ESPE Abstracts (2021) 94 FC6.2

1Department of Paediatric Endocrinology, Barts Health NHS Trust, Royal London Children’s Hospital, London, United Kingdom.;2Centre for Endocrinology, William Harvey Research Institute, Barts and the London School of Medicine and Dentistry, Queen Mary University of London, London, United Kingdom.;3Academic Endocrine Unit, Radcliffe Department of Medicine, University of Oxford, Oxford, United Kingdom.;4Nuffield Department of Women’s & Reproductive Health, University of Oxford, Oxford, United Kingdom.;5Royal Surrey County Hospital, Guildford, United Kingdom.;6Department of Endocrinology, Barts Health NSH Trust, London, United Kingdom.;7Surrey and Sussex Healthcare NHS Trust-East Surrey Hospital, Surrey, United Kingdom.;8East Suffolk and North Essex NHS Foundation Trust - Ipswich Hospital, Ipswich, United Kingdom.;9Department of Endocrinology and Diabetes WISDEM Centre, University Hospitals Coventry and Warwickshire NHS Trust, Coventry, United Kingdom.;10Department of Paediatric Endocrinology, Great Ormond Street Hospital, London, United Kingdom


Background: Patients with autosomal dominant hypocalcemia type 1 (ADH1), due to germline gain-of-function calcium-sensing receptor (CASR) mutations, have hypocalcemia and seizures, hyperphosphatemia, hypercalciuria and inappropriately low parathyroid hormone (PTH) concentrations. Treatment for ADH1 comprises calcium and vitamin D analogs, however, their use predisposes to nephrocalcinosis and renal impairment. In contrast, recombinant human PTH(1-34) may increase serum calcium, without causing hypercalciuric renal disease, in ADH1 patients. We evaluated the effectiveness of continuous subcutaneous PTH(1-34) infusion (CSPI) in a retrospective cohort of six patients with severe forms ADH1 characterised by recurrent seizures in childhood.

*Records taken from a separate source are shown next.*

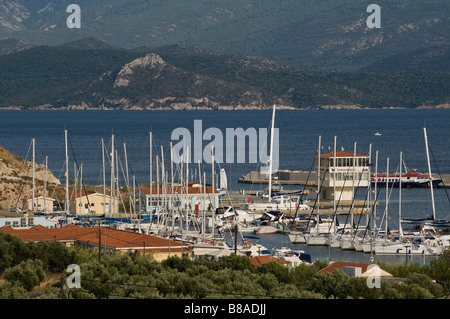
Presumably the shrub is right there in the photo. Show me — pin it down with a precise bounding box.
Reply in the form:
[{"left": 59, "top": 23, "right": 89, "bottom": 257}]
[{"left": 4, "top": 259, "right": 45, "bottom": 291}]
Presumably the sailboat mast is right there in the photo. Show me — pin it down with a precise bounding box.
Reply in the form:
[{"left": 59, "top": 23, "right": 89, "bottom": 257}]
[
  {"left": 384, "top": 157, "right": 389, "bottom": 240},
  {"left": 398, "top": 152, "right": 403, "bottom": 236},
  {"left": 102, "top": 138, "right": 106, "bottom": 214},
  {"left": 333, "top": 136, "right": 337, "bottom": 234},
  {"left": 149, "top": 132, "right": 153, "bottom": 213},
  {"left": 269, "top": 104, "right": 275, "bottom": 202},
  {"left": 31, "top": 138, "right": 36, "bottom": 212},
  {"left": 109, "top": 134, "right": 116, "bottom": 219},
  {"left": 211, "top": 145, "right": 216, "bottom": 238},
  {"left": 64, "top": 130, "right": 69, "bottom": 213},
  {"left": 423, "top": 127, "right": 436, "bottom": 220},
  {"left": 44, "top": 156, "right": 48, "bottom": 213},
  {"left": 316, "top": 135, "right": 322, "bottom": 233}
]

Methods: Retrospective observational study of six ADH1 patients (age 5weeks-22years) treated with CSPI (mean duration = 3.2±0.6 years). All patients had recurrent hypocalcemic seizures requiring hospital admission and/or prolonged hospitalization despite treatment with calcium and vitamin D and/or bolus PTH injections. Effects on serum and urinary mineral concentrations, seizure frequency, and hospital admissions was assessed. CASR sequence analysis was undertaken, and the signalling responses of ADH1 mutants were assessed in HEK293cells.

Results: All patients had germline heterozygous CaSR gain-of-function mutations, with three being constitutively active mutations that had arisen de novo and showed diminished signaling responses to the calcilytic, NPS-2143. CSPI treatment over a period of 0.8-5.5 years, significantly increased serum adjusted-calcium concentrations from 1.79±0.06 to 2.10±0.04 mmol/L (P < 0.01), and reduced serum phosphate concentrations from 3.06±0.24 to 2.15±0.20 mmol/L(P < 0.001) without causing hypercalciuria in all the six studied patients. CSPI was also associated with decreased mean calcium-phosphate product from 5.45±0.33mmol2/L2 to 4.46±0.39 mmol2/L2 (P < 0.01) in 5 patients, and increased mean serum magnesium by 0.09mmol/L (95%CI, 0.03 to 0.14) in 4 patients. CSPI dramatically decreased frequency of hypocalcemic seizures per month from 2.0±1.4 to 0.01±0.005 (P < 0.05), that led to fewer hospital admissions per month from 9.9±4.7 to 0.8±0.4 in 5 patients. Serious adverse effects were not observed during the treatment with CSPI. Bone mineral apparent density was measured in three of the patients, and remained normal. One patient who was suspected to develop tachyphylaxis to PTH(1-34), sustained a unilateral slipped upper femoral epiphysis. CSPI did not worsen nephrocalcinosis or increase calcium excretion, which was reduced in three patients.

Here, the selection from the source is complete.